# Terminal on XFCE closes automatically ... :(



## mind_exploit (Jun 13, 2011)

Hello,

Tomorrow I"m starting a new job, and decided to give a try to FreeBSD. I've been on Linux until now. And because I don't have experience with FreeBSD - the whole weekend I've played with it on VirtualBox. So - many things are now clear, solved some problems, but one of them is still very confusing:

When I run the terminal in XFCE - then the terminal closes automatically. This is maybe the most important thing because I stay most of the time in the terminal.

So - can you help me? I found a similar thread - http://forums.freebsd.org/showthread.php?t=10328&highlight=xfce+terminal+closes - but I don't have such folder Terminal in .config in the home directory. Created it - no result. Created the file inside - terminalrc - still no result.

Thanks in advance,
Peter

PS: Actually - how realistic is the learning of FreeBSD on the VirtualBox? Because I hope all these things I learn help me when I install it on my new machine tomorrow.


----------



## wblock@ (Jun 13, 2011)

That thread says it isn't anything to do with xfce.  Does xterm work?  Look for settings that have been changed from their defaults in /etc/rc.conf or shell startup.


----------



## bigtoque (Jun 13, 2011)

I had some trouble with both Gnome and KDE where the terminal would just exit as soon as I opened it. I forget where I read it, but this worked for me:

In your home folder, edit .shrc and comment out the line that says 





> set -o emacs


----------



## mind_exploit (Jun 13, 2011)

bigtoque said:
			
		

> set -o emacs



Thank you very much, this helped me out 

PS: anyway, I had to install Skype at work, which happened to be much harder than on Linux, and also - the time for setting up a new machine was too little, so I installed PC-BSD  I wanted to move to BSD after all, although it's a little risky for a first day in a new job


----------



## r619 (May 26, 2013)

I got the same problem on my Virtualbox, tried to `mkdir Terminal`, tried to comment that line, even `mv .cshrc .cshrc.bak` and `mv .shrc .shrc.bak` do not solve as well. It runs successfully under root though. Also, if *I* try to open multiple xfce4-terminal instances, one of them some how (sort of lag?) does not close.


----------



## r619 (May 26, 2013)

Also there is no .xsession-errors file in $HOME.


----------



## zspider (May 26, 2013)

Just keep hammering the button, eventually it will stay open. Though it only seemed to occur on my Nvidia based system long ago. I haven't seen it since.

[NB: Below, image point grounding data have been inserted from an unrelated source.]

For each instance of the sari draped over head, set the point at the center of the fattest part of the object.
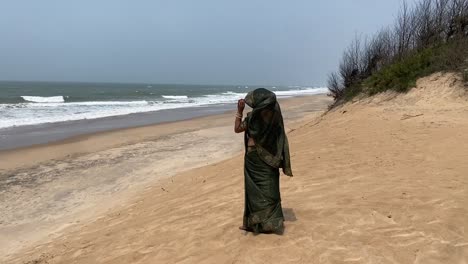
(266, 127)
(263, 211)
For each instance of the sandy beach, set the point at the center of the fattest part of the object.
(379, 180)
(49, 187)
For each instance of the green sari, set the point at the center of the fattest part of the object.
(263, 211)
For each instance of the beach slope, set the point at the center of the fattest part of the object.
(380, 180)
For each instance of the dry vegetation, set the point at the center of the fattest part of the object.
(428, 37)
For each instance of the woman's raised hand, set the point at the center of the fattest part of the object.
(240, 105)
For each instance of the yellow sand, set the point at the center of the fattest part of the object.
(381, 180)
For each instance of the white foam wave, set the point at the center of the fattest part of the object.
(32, 113)
(42, 99)
(175, 96)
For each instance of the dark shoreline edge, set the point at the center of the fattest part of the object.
(23, 137)
(16, 138)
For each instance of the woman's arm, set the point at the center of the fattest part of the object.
(238, 128)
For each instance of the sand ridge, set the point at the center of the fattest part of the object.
(379, 180)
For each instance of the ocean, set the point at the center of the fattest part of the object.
(40, 112)
(33, 103)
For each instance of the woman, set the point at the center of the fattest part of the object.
(266, 150)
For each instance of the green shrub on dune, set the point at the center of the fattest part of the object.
(431, 36)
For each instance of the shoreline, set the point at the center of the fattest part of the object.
(11, 158)
(49, 187)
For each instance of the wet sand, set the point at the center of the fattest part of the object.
(379, 180)
(47, 188)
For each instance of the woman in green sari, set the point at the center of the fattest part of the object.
(266, 150)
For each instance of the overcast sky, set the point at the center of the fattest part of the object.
(190, 41)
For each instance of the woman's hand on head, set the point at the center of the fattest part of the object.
(240, 105)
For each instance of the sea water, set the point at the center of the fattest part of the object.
(35, 103)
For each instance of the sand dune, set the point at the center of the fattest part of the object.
(380, 180)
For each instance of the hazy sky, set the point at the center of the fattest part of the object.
(190, 41)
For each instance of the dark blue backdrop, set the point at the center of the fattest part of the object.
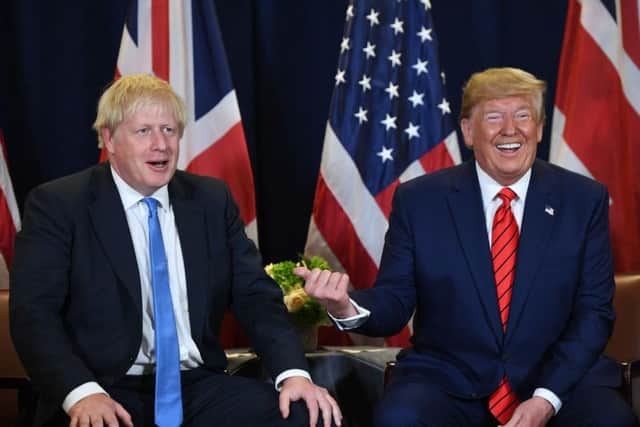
(57, 56)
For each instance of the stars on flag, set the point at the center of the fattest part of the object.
(424, 34)
(370, 50)
(412, 131)
(379, 61)
(395, 58)
(397, 26)
(365, 82)
(344, 46)
(420, 66)
(385, 154)
(389, 122)
(416, 99)
(372, 17)
(349, 12)
(392, 90)
(361, 115)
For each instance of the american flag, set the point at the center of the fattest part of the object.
(9, 214)
(596, 120)
(389, 121)
(180, 41)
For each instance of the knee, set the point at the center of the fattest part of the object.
(387, 415)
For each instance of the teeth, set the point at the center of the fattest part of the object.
(512, 146)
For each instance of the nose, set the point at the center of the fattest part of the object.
(158, 140)
(508, 125)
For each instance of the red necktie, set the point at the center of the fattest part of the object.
(504, 244)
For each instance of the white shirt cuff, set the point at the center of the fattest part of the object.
(353, 321)
(80, 392)
(291, 373)
(550, 397)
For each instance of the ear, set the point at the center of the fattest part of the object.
(465, 126)
(107, 138)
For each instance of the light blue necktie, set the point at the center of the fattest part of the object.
(168, 402)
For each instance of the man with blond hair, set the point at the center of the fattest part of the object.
(507, 262)
(122, 275)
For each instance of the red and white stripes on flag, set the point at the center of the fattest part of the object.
(9, 214)
(180, 41)
(596, 120)
(389, 122)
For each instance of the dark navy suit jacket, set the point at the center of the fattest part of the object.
(437, 260)
(75, 289)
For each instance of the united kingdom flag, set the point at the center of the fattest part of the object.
(180, 41)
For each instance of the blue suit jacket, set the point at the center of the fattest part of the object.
(75, 287)
(437, 261)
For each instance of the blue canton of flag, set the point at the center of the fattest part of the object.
(389, 107)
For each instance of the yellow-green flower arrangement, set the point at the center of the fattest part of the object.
(303, 309)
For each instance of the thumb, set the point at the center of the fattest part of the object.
(284, 404)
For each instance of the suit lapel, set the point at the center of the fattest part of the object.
(191, 225)
(537, 224)
(112, 230)
(465, 205)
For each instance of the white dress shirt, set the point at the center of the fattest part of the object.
(137, 218)
(489, 189)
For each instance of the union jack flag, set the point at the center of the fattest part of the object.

Don't know if that helps you, but it did for me back in the day.


----------



## r619 (May 26, 2013)

zspider said:
			
		

> Just keep hammering the button, eventually it will stay open. Though it only seemed to occur on my Nvidia based system long ago. I haven't seen it since.
> 
> Don't know if that helps you, but it did for me back in the day.



Strange workaround and behaviour indeed. I use ATI graphics, but *I* don't think that matters: obviously, [dle]freebsd[/del] FreeBSD does not use my graphics natively.

BTW, gnome-terminal works well, but *I* more like the Xfce version (minimalistic enough, functional enough). Maybe it will work without Virtualbox.


----------